Britain's Thatcher role model for Hungary's Economy Minister

Britain's Margaret Thatcher provides the inspiration Hungary needs to tackle the European Union's largest budget deficit, Economy Minister János Kóka told a meeting of employers and industrialists according to a Bloomberg report.
The UK's prime minister from 1979 to 1990 “made difficult and unpopular decisions which set Great Britain on a new course of development,” Kóka said at a meeting with businessmen in Budapest today. “She broke away from the false idea of the omnipotent state and let the private economy carry the country forward. As a liberal politician, I believe in the same thing.”

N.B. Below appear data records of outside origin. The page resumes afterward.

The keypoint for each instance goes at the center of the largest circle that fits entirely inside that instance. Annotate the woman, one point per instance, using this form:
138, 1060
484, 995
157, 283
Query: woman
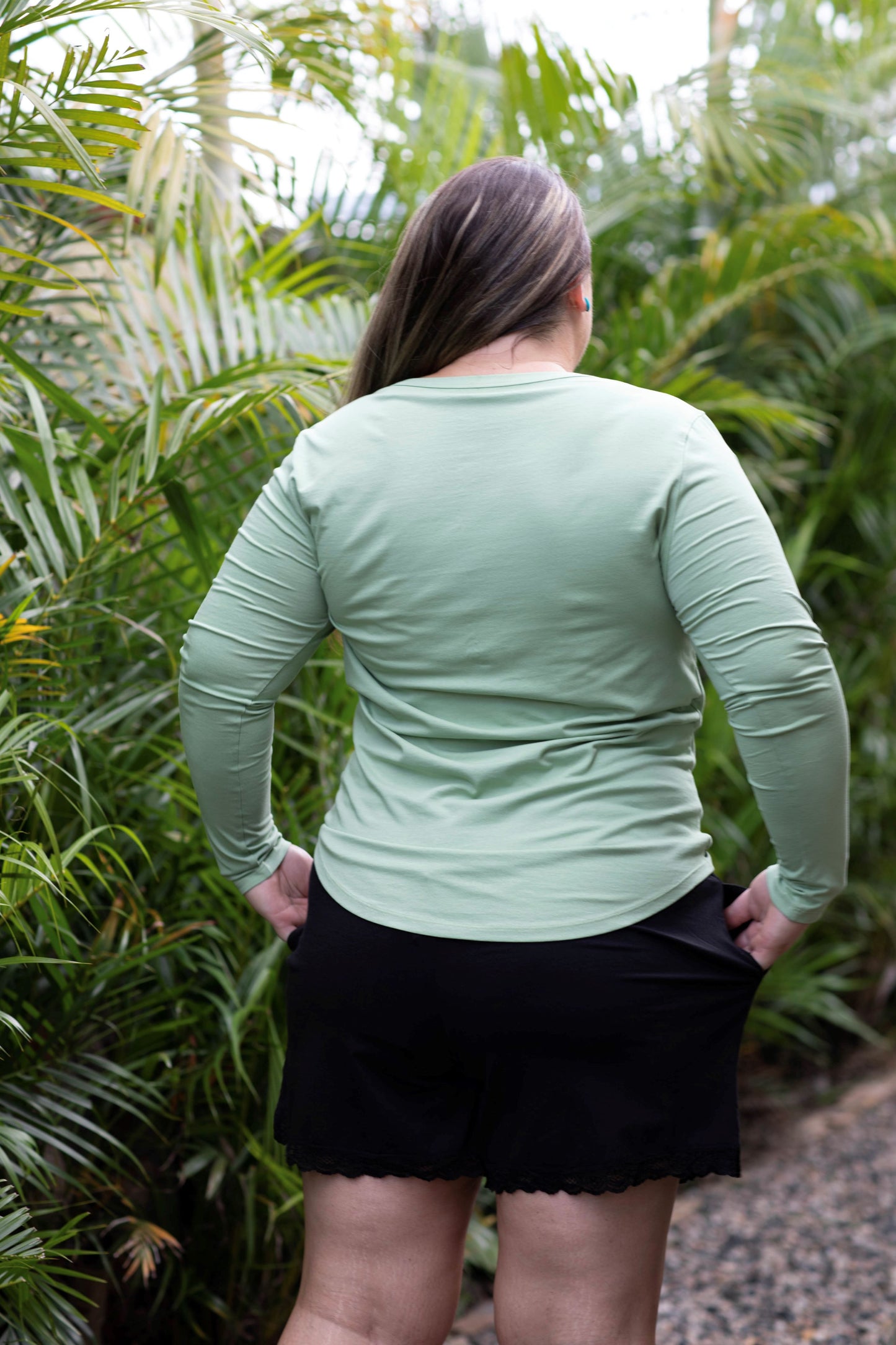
515, 958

Prime Minister Ferenc Gyurcsány has already raised Hungary's taxes and cut subsidies, aiming to shrink the country's budget deficit to 3.2% of GDP in 2009 from an estimated 10.1% this year. He also plans to overhaul healthcare, pensions, education, transportation and public administration in his effort to reduce the shortfall.
Thatcher led a list of Britain's best premiers in the past 100 years compiled in August for the BBC by historian Francis Beckett. Her policies included laws to erode the power of trade unions in favor of businesses and a shift in control of state-owned industries to investors through share sales of companies including BP Plc, BT Group Plc and British Airways Plc.
Hungary has sold most of its state assets, from refiner Mol Nyrt to telco Magyar Telekom Nyrt, since the early 1990s.